Scores of Hongkongers vented their anger at the top Chinese leader and Hong Kong officials for their repression of the city’s freedoms during a traditional “villain hitting” ritual.

According to reports, a large crowd lined up under the Canal Road flyover in Causeway Bay waiting to perform the ritual. Under the practice, customers write the names of their adversaries or badly behaving people on paper effigies and hire elderly women to beat them with slippers.

The ritual takes place around March 5, which marks the awakening of insects in the traditional Chinese solar calendar. People believe the ritual can dispel ill fortune by curbing the inauspicious impact of “villains.”
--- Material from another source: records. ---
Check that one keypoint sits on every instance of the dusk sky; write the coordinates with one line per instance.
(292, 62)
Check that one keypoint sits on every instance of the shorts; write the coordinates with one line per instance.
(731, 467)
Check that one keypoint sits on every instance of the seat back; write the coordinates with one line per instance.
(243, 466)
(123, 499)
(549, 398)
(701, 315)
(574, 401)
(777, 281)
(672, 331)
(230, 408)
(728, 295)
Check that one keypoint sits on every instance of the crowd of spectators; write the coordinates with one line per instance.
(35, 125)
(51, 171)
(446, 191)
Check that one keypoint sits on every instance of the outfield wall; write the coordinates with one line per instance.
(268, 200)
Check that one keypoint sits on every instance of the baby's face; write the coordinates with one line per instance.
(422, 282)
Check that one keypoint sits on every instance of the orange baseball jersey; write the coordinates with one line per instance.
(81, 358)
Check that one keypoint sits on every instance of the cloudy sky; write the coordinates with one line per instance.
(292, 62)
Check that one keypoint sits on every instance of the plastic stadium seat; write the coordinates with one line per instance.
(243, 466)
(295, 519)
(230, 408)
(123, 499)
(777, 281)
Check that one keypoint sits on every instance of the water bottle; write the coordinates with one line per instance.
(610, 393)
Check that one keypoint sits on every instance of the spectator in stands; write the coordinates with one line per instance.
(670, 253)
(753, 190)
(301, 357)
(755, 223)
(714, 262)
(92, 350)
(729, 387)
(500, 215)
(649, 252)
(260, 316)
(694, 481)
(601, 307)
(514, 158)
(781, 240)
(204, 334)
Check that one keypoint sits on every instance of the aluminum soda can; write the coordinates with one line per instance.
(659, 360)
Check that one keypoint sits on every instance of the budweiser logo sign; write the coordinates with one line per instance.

For some in the queue, the mainland and Hong Kong governments’ repression of freedoms and rights in the city was the reason to hire villain hitting services.

A man paid a woman to thrash paper effigies marked with the nicknames for top Chinese leader, Hong Kong administrative and police officials and Beijing loyalists. The authorities’ persecution of 47 pro-democracy politicians who took part in unofficial primaries for a legislative election last year had prompted him to perform his first ever villain hitting ritual, he said.

Police officers at the scene came over and inspected Chan when he showed one of his paper offerings, on which he had written his support for Hong Kong protesters, to an Apple Daily photographer.

The 47 have been charged with “conspiring to subvert state power” for their involvement in the primaries, with most of them denied bail.

Many paid for a ritual to wish for their good fortune this year and for an early end to the COVID-19 pandemic.